Most of the paintings in Gideon Rubin’s sixth solo exhibition with Hosfelt Gallery were selected from work made for an exhibition at the Freud Museum in London. As source material, Rubin — an Israeli living in London whose work always refers to found images — mined photographs illustrating a serialized English-language edition of Mein Kampf that was published in 1939, the same year that Rubin’s grandparents, like Sigmund Freud, fled Europe to escape Nazi persecution.
Rubin’s characteristic manner of painting – with his subjects reduced to a few adept brushstrokes in a minimal color palette — renders his imagery simultaneously straightforward and ambiguous. They read like a flash of memory at the point of fading completely, a dream, or a history known only through re-telling.

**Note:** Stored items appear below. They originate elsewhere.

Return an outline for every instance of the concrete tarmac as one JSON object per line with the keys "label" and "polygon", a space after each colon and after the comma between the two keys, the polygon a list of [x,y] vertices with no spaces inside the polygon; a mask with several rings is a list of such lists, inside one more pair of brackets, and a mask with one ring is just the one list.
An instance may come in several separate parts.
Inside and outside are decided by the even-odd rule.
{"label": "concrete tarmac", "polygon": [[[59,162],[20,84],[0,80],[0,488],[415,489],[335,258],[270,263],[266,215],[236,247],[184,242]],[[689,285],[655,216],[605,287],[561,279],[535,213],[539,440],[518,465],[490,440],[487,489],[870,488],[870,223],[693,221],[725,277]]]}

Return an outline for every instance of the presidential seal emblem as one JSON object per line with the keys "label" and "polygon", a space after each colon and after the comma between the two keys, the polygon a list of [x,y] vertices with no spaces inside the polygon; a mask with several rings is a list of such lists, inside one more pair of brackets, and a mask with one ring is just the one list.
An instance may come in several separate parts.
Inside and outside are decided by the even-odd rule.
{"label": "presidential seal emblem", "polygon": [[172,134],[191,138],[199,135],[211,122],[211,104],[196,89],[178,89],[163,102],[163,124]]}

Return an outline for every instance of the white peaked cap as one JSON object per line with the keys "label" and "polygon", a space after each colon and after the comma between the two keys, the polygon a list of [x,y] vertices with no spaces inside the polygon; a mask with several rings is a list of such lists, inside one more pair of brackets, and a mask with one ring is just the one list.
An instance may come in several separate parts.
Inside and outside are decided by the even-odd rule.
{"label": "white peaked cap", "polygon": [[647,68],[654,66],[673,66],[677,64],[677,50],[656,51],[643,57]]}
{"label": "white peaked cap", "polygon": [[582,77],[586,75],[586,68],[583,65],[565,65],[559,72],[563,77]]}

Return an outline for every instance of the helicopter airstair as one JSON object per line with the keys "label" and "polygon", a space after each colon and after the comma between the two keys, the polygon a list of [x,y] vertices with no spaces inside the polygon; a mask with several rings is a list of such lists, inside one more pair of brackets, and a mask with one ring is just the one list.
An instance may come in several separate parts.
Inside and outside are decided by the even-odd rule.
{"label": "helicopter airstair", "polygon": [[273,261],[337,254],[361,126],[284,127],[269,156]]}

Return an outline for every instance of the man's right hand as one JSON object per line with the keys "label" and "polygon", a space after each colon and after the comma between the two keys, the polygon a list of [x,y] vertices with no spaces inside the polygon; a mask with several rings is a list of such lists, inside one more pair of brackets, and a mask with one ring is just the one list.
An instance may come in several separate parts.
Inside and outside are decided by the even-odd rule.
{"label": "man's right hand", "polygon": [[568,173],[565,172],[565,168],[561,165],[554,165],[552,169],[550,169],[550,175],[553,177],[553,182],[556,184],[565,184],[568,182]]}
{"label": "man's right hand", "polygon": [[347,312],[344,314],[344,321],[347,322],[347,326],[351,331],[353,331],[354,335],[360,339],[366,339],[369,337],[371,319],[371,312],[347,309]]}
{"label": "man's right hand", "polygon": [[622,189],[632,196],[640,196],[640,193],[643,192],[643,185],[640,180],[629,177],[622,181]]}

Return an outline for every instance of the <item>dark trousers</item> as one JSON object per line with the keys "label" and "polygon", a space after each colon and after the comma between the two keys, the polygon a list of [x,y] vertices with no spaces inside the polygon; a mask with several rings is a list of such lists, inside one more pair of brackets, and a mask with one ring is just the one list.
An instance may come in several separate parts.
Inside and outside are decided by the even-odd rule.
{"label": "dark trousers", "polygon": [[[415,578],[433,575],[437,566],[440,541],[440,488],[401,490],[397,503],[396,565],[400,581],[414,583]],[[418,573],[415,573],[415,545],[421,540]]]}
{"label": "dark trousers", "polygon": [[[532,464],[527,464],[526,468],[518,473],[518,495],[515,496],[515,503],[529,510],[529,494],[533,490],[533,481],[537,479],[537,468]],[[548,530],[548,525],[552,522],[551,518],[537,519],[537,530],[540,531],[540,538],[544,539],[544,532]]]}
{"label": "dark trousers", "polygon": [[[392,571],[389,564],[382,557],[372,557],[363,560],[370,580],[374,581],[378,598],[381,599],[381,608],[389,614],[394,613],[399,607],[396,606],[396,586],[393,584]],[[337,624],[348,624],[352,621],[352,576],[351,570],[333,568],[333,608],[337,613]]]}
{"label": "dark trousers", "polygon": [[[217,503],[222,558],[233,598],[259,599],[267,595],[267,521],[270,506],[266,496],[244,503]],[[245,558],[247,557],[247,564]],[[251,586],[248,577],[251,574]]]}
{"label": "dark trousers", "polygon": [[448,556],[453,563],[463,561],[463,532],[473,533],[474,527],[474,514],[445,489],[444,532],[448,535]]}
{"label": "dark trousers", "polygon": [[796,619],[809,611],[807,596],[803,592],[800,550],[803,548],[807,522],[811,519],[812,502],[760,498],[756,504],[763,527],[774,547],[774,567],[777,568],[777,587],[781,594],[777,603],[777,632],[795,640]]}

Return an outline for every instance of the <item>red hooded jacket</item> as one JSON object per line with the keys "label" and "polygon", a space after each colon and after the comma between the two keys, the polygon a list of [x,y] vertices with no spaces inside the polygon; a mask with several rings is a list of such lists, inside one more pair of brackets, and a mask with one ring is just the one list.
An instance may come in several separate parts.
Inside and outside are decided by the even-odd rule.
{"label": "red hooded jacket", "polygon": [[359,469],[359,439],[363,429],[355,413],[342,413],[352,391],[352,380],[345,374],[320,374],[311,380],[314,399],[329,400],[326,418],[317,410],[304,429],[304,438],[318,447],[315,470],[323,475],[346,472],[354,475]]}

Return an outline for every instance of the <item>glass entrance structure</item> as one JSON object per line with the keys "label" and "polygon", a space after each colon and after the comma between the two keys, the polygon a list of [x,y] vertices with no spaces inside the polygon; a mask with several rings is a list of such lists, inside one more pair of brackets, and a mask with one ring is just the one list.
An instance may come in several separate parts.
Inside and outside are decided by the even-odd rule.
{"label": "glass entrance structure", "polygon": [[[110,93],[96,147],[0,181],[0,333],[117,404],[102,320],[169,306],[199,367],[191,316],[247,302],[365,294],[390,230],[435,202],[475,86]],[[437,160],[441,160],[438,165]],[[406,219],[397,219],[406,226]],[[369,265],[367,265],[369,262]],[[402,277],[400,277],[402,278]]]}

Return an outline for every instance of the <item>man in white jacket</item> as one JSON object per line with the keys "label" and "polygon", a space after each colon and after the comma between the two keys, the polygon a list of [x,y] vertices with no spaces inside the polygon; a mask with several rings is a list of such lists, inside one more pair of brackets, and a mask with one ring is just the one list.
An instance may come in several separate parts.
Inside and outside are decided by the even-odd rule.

Other paintings in this exhibition refer to Andrei Tarkovsky’s 1975 experimental film, The Mirror, a non-linear, autobiographical masterpiece known for the poetry of its cinematography. Central to the work of the three — Freud, Tarkovsky and Rubin — is the slipperiness of human memory and the importance of seeking clues in the past to decipher and resolve the issues of the present.
Gideon Rubin was born in Tel Aviv, Israel, and lives in London. He received his MFA from Slade School of Fine Art, University College, London. His work has been exhibited extensively internationally.